Tuesday, October 12, 2010

A Dirge for Tellus

Looking northward from the sea-baths, the setting sun in the southwest behind her lighting the land to beauty, Helen wept that it was a beauty that must perish. And she chided herself inwardly, for after all she herself must leave this world much sooner; so what business of hers was the far-distant fate of the world?

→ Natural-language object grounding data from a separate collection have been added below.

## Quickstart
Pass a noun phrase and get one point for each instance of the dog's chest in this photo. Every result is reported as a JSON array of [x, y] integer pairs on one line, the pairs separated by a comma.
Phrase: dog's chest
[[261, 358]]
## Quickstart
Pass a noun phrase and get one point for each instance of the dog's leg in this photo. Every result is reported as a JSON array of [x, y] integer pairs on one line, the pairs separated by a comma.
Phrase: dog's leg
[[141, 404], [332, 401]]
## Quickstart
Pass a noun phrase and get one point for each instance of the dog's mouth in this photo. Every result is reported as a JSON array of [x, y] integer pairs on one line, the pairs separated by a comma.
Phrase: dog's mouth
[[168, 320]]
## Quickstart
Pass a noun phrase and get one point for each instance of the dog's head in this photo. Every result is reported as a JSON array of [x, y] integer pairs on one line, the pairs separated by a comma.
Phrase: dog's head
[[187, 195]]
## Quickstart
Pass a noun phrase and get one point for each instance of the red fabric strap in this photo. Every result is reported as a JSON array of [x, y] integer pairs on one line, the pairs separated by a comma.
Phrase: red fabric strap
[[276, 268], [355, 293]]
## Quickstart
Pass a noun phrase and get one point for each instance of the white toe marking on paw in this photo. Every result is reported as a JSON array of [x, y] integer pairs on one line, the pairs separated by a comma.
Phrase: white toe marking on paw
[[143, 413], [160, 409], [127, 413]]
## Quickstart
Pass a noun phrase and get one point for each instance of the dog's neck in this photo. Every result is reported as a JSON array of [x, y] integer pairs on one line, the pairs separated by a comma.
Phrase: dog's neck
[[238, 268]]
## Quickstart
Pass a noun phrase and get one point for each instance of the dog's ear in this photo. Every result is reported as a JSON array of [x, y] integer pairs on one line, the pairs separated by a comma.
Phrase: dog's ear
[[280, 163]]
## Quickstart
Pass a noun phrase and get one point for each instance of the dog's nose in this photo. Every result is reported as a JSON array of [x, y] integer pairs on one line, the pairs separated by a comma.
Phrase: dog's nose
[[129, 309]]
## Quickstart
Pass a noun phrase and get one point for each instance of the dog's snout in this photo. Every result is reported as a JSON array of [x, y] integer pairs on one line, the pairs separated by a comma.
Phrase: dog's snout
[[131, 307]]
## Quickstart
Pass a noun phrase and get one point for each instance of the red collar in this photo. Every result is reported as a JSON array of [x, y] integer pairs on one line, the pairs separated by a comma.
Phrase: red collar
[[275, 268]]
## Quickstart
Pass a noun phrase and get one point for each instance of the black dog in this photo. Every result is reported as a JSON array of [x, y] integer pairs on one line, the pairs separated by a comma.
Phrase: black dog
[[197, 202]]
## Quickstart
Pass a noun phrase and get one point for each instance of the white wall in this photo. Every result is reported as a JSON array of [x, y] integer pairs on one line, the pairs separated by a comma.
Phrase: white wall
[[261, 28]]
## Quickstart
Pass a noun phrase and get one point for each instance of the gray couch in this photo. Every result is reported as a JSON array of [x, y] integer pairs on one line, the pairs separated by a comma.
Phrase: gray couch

And as she stood thus in doubt and dark thought her eyes lighted on the smoke of London on the horizon. And, as they had never done so directly before, her dreams irrupted into her waking mind; and she saw not a smoky patch in the sky, but a great shadow that expanded, to fill the sky and darken the earth. She saw great machines of gleaming metals take shape where Brighton and London stood, tearing the earth open, and from the wound that was now Britain raising eerie towers and spires like strange corals and fungi, things whose lineaments no human mind ever designed. The darkness grew deep, as if the very Sun was mined for light; and as the world grew cold she saw the sea sink behind her, drawing back from the coast and exposing the dry bones of the continental shelf. Heavy snows fell, and flowers that had sprouted were buried, now never to bloom, in the last spring of the world.

She saw the last cities exploding in riots of madness, crazed from hunger and plague and cold; saw the sick turning in desperate anger on those who could have saved them; saw the roads outside the dying cities lined with gibbets hung with skeletons; saw the cold cover all, and the final snows fall.